El Sindicato de Ancap resolvió en las últimas horas suspender el suministro de aerocombustibles al Aeropuerto de Carrasco. La medida se implementará a partir de este jueves 15 de agosto.
El combustible que utilizan los aviones se despacha en la planta de La Teja y es transportado por camiones de Ancap, y también de los propios sellos (Disa y Axion) que prestan servicios en el aeropuerto de Carrasco.
Además, el sindicato prevé realizar un paro de 24 horas el jueves 16 de agosto en las plantas de portland ubicadas en Minas y en Paysandú. La misma medida se realizará en la planta de Manga el día viernes.
Por otro lado, el sindicato también resolvió realizar “paros, ocupaciones y afectación de la cadena logística, de manera sorpresiva”, desde este jueves. Esto “garantizando el abastecimiento de combustibles a todos los servicios esenciales como hospitales, Ministerio del Interior y Fuerzas Armadas”.
El cambio en la planta del aeropuerto
La semana pasada Ancap concretó su salida como socio de la empresa Talobras, algo que estaba en proceso desde hace tiempo, como parte de una reorganización global de logística, que incluyó el retiro de la operativa comercial para la venta directa a aeronaves, tanto en la planta Carrasco como en la planta Laguna del Sauce.
En particular, Talobras era una sociedad creada en 2012 junto con el operador del aeropuerto de Carrasco y la distribuidora Petrobras, hoy Disa. Tenía por objetivo el manejo de la logística de almacenamiento y distribución de aerocombustible, pero por distintas razones nunca llegó a operar como se esperaba.
Como integrante de esa sociedad, en su momento el ente se había comprometido a realizar una serie de inversiones en infraestructura, pero que finalmente no realizó por entenderlas inconvenientes.

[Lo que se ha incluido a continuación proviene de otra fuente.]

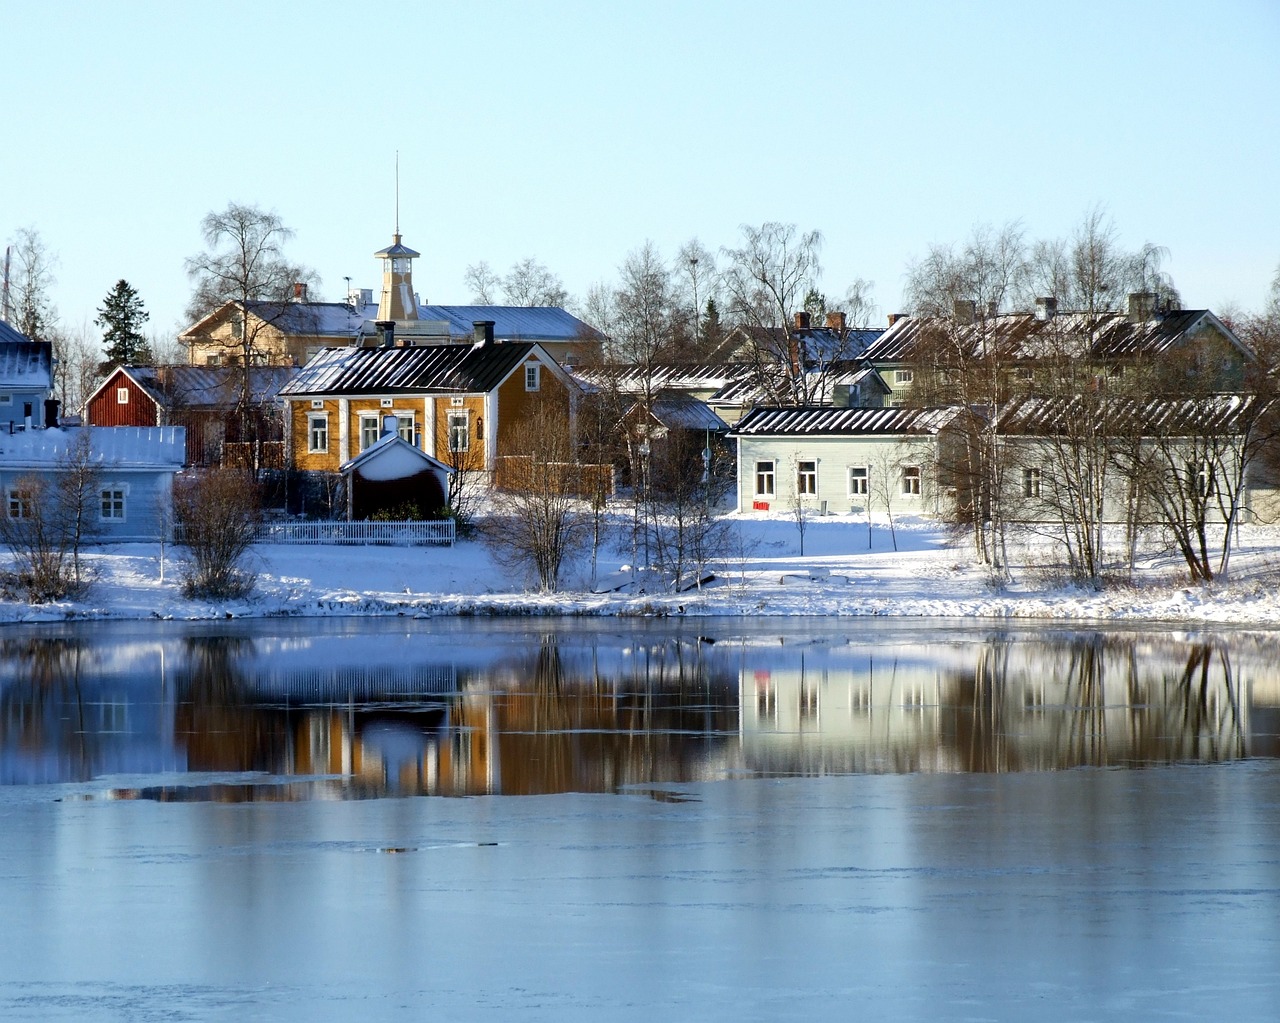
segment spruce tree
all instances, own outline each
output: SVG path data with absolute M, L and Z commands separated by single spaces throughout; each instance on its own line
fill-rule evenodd
M 121 279 L 107 293 L 93 321 L 102 328 L 102 347 L 112 365 L 141 365 L 151 361 L 151 348 L 142 325 L 151 318 L 128 281 Z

En ese contexto los socios de Ancap presentaron una Solicitud de Arbitraje ante el Centro de Conciliación y Arbitraje de la Cámara de Comercio y Servicios del Uruguay, en el que se reclamaba una suma cercana a US$ 27 millones.
Estos cambios y discusiones en la sociedad dieron origen a negociaciones para disipar los diferendos planteados. Uno de los puntos oficializados la semana pasada fue la salida de Ancap de Talobras mediante la transferencia de acciones en esa empresa a sus socios en igual proporción.

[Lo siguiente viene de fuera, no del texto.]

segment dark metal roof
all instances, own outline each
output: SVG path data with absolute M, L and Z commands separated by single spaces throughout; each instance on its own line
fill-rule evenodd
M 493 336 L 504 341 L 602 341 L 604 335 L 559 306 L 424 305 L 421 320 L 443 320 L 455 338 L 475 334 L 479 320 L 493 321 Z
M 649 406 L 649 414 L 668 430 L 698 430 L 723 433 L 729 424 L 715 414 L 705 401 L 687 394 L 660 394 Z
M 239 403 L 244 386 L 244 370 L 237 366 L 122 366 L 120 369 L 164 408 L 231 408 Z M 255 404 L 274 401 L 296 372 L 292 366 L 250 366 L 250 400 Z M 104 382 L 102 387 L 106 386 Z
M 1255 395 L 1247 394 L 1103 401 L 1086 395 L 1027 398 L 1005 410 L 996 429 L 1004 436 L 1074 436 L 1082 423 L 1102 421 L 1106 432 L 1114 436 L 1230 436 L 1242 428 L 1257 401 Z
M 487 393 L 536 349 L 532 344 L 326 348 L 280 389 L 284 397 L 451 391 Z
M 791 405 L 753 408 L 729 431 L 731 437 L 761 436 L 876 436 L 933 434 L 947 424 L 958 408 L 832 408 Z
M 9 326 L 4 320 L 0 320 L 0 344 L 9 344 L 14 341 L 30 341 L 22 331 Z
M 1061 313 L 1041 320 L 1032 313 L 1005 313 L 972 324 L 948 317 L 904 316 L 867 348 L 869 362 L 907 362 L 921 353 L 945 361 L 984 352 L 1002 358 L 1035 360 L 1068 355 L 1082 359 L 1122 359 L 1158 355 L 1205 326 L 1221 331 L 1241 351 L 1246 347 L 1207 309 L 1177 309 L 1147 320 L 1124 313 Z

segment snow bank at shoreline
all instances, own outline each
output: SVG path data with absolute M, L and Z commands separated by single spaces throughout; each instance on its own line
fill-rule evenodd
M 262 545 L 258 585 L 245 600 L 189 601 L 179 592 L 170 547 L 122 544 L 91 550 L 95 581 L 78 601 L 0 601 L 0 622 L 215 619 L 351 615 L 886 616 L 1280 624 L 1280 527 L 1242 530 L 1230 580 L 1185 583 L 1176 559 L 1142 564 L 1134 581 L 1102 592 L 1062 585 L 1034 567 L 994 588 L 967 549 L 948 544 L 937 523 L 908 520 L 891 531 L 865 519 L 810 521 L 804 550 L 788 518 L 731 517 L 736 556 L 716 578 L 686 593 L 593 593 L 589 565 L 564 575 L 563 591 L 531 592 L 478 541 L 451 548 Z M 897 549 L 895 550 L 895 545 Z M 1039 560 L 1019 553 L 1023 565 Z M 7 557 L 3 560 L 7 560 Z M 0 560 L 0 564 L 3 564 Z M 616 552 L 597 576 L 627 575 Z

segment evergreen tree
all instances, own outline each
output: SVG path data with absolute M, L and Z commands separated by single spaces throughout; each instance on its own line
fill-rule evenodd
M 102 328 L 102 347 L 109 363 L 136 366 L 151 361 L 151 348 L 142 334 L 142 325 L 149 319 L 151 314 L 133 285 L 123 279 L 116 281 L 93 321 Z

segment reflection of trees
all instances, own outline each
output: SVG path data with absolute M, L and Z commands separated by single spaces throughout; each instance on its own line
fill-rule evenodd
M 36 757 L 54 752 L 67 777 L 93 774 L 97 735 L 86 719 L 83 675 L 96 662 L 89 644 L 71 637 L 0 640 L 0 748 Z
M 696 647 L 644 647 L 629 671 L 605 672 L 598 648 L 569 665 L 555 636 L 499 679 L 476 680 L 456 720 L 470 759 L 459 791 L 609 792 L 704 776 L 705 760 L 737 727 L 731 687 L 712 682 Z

Asimismo, se dispuso el arrendamiento por parte de Ancap a Talobras de las instalaciones de la planta de combustibles ubicada en el Aeropuerto de Carrasco, en condiciones similares a las pactadas en 2012 y por un plazo de 15 años.
La postura de Ancap y la oposición del sindicato
La empresa pública sostiene que el precio pactado a pagar por Talobras por el arrendamiento de la Planta Carrasco "permite a Ancap obtener una recuperación del valor de los activos a una tasa superior a la tasa requerida, en condiciones mucho más convenientes que el costo que tenía para Ancap gestionar ese servicio".

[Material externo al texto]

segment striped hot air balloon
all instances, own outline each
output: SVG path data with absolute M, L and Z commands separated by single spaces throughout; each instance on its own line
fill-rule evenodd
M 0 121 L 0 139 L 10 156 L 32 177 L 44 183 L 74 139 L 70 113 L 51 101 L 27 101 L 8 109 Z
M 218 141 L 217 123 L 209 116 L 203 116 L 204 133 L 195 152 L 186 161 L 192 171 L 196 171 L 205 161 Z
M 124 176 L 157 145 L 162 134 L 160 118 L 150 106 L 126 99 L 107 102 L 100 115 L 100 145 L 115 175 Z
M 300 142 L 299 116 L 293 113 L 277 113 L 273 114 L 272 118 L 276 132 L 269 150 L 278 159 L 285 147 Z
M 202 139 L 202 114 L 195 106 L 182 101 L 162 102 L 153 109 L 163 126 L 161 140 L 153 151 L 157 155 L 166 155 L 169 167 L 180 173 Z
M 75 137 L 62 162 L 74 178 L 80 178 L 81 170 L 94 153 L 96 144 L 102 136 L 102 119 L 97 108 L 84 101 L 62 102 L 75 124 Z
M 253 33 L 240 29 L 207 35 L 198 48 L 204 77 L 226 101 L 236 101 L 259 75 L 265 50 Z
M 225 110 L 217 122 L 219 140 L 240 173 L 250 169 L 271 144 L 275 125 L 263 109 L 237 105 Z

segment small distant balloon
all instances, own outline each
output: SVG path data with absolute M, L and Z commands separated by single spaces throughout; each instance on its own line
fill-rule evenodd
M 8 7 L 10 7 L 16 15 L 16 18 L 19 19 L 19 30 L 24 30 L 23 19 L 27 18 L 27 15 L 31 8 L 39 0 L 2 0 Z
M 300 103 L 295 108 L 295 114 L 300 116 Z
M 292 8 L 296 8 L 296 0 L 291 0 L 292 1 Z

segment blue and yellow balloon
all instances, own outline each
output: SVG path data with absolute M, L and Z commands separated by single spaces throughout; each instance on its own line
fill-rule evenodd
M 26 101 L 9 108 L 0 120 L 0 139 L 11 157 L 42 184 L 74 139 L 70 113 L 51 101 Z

El sindicato de Fancap considera que la planta de aerocombustibles de Carrasco debe mantenerse en manos y bajo gestión del Estado, como “algo fundamental para la soberanía de la conectividad aérea del país".
Según Ancap, el resultado económico obtenido por la operación fue negativo desde 2013, como explica en detalle esta nota publicada por El Observador el año pasado.
Un conflicto similar ya se había planteado en 2022 cuando Ancap decidió alquilar la planta del aeropuerto de Laguna del Sauce para reducir pérdidas millonarias. El sindicato exigía que el negocio continuara en manos de la estatal y no pasara a manos privadas.